The National Institute for Occupational Health (NIOH), a WHO Collaborating Centre (CC) in Occupational Health (OH), hosted the international course WHO Modules in Occupational Health: risk assessment and management of chemical and other exposures in agricultural, industrial and health sectors, from 28 September to 2 October 2009. The course was designed to contribute to the knowledge of the novice professional, as well as the experienced OH practitioner. The information found in the modules is applicable to all with an interest in keeping the workforce healthy and safe: occupational hygienists, occupational health nurses, occupational medicine physicians, public health officers, policy makers, labour inspectors, and worker health and safety advocates.
The WHO Modules in OH were developed by a team of experts from the Division of Environmental and Occupational Health Sciences, School of Public Health, University of Illinois – Chicago, USA, also a WHO CC in OH. The modules were developed to execute the 49th World Health Assembly Global Strategy for OH; the materials complement the effort of the International Programme on Chemical Safety (IPCS) – Global Implementation Strategy on Occupational Risk Management.
The materials are case-based modules in the specific sectors of agriculture, manufacturing, and the health service; the course combines lectures, demonstrations, problem solving and building of skills through interactive, small group and individual activities, and is designed around the following principles:
- Workers are entitled to a healthy and safe work environment,
- Risk evaluation requires a systematic approach that is essential for control and prevention of work related injuries and illnesses,
- Sentinel health events have been traditionally used as an indicator of exposure to an occupational hazard.

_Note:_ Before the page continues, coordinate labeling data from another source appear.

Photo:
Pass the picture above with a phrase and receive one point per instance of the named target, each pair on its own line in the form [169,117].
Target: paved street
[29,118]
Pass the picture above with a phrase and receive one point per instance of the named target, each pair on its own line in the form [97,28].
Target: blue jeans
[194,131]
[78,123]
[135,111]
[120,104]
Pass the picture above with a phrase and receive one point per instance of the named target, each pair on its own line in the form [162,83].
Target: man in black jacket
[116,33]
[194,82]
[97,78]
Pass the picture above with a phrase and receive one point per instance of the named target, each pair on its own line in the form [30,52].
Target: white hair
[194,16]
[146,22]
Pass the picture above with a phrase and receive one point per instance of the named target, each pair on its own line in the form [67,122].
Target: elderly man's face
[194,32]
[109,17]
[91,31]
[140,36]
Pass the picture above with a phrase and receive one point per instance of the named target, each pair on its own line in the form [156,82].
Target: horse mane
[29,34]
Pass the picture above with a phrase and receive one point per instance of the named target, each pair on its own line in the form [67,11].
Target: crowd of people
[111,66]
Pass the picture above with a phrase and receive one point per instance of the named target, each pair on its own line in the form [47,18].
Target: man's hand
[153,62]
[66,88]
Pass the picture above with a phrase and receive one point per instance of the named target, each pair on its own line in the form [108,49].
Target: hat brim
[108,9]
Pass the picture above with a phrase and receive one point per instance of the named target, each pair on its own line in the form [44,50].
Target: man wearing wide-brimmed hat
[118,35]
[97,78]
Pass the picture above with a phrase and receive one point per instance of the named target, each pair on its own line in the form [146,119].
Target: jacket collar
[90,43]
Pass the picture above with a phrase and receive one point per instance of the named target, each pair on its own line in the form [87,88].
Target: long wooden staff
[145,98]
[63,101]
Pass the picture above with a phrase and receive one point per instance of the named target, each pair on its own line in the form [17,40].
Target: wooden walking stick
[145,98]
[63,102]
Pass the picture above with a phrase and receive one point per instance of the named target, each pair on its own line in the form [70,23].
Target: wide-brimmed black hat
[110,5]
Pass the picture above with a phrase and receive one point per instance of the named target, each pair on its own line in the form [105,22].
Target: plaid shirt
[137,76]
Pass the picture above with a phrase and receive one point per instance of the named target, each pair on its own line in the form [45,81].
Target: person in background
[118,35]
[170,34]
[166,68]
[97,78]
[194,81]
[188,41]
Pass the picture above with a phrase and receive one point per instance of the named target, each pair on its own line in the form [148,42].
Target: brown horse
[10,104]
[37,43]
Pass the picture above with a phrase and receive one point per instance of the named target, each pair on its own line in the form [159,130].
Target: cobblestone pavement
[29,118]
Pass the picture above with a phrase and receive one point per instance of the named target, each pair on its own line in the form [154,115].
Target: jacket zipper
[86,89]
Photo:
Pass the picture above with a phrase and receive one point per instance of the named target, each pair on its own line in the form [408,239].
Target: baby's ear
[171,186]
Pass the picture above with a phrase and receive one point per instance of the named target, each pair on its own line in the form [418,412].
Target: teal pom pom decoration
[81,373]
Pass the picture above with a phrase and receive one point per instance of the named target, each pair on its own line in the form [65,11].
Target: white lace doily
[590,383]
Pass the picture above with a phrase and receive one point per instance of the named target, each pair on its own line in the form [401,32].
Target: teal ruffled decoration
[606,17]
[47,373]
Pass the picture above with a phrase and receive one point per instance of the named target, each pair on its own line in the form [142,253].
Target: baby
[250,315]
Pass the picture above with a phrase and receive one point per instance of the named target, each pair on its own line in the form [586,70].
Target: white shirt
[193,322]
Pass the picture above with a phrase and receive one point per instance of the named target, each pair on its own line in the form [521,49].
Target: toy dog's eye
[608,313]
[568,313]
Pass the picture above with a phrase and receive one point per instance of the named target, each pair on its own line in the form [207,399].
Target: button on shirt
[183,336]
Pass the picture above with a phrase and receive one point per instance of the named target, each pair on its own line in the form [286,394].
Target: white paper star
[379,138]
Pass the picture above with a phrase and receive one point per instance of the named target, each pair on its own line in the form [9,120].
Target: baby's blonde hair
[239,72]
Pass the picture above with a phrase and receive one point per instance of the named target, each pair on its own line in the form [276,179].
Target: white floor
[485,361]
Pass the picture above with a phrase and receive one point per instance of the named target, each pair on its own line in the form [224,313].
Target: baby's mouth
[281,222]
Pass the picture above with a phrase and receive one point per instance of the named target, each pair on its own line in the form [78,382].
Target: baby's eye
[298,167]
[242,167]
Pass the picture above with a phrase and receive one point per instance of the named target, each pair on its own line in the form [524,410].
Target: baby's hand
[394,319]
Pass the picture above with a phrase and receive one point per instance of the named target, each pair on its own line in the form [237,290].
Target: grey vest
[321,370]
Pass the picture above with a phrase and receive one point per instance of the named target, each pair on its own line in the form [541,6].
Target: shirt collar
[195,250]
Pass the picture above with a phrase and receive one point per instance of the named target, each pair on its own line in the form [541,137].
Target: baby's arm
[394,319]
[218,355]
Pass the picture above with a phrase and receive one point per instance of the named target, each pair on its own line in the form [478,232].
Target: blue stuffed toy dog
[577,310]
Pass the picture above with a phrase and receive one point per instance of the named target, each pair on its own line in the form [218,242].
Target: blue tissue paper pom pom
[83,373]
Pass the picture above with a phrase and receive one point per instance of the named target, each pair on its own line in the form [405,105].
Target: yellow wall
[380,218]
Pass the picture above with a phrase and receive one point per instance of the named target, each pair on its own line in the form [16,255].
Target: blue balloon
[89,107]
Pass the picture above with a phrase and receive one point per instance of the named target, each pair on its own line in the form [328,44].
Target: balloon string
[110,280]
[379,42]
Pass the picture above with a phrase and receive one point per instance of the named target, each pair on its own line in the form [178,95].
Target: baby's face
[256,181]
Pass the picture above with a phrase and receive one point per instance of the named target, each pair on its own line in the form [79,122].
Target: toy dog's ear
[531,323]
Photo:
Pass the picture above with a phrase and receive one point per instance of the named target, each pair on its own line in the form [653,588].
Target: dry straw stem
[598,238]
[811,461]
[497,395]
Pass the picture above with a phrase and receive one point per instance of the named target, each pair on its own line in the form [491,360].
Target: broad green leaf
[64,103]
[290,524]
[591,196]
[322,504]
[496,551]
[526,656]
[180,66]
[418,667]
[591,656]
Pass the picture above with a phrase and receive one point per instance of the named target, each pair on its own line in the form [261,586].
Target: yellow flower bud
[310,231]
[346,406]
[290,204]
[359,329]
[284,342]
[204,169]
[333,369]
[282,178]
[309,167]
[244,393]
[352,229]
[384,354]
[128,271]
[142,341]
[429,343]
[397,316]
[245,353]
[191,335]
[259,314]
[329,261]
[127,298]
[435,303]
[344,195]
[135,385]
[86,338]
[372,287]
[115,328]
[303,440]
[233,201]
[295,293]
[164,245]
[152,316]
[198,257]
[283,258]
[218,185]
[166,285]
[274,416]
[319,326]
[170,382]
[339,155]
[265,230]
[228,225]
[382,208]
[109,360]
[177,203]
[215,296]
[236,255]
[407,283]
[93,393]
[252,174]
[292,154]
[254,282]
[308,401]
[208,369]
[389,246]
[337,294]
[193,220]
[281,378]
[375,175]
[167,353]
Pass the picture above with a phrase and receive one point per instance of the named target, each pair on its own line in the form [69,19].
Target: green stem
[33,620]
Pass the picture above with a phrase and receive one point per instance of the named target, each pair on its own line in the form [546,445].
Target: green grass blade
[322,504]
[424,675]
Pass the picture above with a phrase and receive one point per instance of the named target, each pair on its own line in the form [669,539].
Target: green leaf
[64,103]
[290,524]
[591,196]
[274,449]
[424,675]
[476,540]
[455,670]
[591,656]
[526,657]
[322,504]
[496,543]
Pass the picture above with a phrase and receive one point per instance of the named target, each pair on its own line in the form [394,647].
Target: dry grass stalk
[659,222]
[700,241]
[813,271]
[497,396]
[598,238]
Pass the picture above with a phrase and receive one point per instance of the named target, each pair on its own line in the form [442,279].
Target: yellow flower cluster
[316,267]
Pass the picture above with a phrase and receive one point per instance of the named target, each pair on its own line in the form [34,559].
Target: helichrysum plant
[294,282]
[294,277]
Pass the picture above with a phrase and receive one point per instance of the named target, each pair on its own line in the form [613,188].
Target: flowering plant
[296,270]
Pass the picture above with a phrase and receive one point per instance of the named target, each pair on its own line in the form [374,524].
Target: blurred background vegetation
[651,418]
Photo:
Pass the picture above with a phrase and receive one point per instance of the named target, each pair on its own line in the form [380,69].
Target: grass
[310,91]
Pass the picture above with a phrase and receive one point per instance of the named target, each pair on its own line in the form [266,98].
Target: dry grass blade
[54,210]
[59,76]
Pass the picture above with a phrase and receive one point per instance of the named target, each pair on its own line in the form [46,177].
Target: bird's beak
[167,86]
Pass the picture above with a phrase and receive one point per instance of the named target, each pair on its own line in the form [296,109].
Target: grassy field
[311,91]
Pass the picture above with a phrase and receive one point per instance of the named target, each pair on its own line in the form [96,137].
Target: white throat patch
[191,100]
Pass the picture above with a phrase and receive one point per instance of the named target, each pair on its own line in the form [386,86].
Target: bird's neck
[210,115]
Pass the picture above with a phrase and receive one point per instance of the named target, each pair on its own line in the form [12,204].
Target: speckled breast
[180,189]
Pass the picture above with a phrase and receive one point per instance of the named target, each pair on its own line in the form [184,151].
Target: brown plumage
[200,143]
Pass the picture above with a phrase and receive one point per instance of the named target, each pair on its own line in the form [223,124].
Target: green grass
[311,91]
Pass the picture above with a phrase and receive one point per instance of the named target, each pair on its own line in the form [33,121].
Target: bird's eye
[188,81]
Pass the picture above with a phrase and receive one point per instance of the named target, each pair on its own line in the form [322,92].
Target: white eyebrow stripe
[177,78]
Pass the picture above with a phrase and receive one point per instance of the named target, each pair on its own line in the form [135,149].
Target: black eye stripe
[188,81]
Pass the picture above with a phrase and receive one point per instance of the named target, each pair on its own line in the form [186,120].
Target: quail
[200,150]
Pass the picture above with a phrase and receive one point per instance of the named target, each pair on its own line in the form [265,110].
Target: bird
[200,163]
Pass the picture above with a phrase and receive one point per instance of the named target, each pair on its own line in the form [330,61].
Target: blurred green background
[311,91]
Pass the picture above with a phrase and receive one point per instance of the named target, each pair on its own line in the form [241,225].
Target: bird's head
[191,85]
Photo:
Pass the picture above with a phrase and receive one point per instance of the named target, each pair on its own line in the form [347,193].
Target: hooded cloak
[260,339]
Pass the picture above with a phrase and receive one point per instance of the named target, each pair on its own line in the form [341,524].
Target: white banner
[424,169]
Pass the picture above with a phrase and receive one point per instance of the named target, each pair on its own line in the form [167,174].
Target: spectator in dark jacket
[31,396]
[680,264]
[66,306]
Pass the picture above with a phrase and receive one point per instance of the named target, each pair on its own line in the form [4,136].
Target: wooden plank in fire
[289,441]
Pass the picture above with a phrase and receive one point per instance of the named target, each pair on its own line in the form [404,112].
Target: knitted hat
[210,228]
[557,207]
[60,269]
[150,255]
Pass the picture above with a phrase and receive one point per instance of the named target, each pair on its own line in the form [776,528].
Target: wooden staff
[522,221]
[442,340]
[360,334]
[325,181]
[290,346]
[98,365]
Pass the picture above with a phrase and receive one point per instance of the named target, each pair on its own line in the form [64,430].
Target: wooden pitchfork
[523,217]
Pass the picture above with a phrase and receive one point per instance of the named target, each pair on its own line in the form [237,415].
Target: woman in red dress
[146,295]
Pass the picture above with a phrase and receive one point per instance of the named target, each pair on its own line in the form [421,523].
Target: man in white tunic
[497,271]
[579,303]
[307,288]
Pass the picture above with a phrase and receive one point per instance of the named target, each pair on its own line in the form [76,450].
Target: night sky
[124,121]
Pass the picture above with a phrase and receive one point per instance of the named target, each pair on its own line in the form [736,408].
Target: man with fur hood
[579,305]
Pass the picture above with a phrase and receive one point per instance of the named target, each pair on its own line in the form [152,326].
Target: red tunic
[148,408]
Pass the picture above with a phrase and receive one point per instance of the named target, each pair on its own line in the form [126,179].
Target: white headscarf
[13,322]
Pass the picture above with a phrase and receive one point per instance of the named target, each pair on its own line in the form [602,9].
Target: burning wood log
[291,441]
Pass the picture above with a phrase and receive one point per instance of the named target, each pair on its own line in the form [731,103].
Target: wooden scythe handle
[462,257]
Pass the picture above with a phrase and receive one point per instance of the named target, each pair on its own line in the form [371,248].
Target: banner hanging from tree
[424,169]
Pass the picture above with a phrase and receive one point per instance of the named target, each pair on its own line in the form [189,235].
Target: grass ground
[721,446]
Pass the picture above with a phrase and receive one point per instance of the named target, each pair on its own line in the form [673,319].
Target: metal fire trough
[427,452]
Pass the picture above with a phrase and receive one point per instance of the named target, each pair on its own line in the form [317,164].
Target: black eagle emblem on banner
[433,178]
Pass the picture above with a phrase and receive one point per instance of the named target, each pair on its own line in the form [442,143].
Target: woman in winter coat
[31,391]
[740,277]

However, currently there is enough knowledge of workplace hazards to intervene prior to an adverse health outcome.
The course was organised and coordinated by Ms Inakshi Naik, Head of Section: Analytical Services, and her team at the NIOH, in close collaboration with the course presenters. Generous sponsorship and support from the National Institute for Occupational Safety and Health (NIOSH), USA; and Lancet and Ampath Laboratories in South Africa, allowed the course registration fees to be kept as low as possible. Interactive activities included site visits to two different workplaces: a hospital laundry and two specialised laboratories of the NIOH.
The following experts from the University of Illinois, Chicago, were the main course presenters:
Prof Leslie Nickels – Executive Director and Clinical Assistant Professor; specialist in training effectiveness, programme evaluation, and health and safety interventions for underserved populations;
Prof Lorraine Conroy – Executive Director and Professor; specialist in workplace exposure assessment, characterization of workplace contaminant sources, and ventilation system model development and validation;
Prof Preethi Pratap – Research Assistant Professor, with interests in health and safety training in occupational and public health, exposure to workers from hazardous waste sites, and environmental epidemiology.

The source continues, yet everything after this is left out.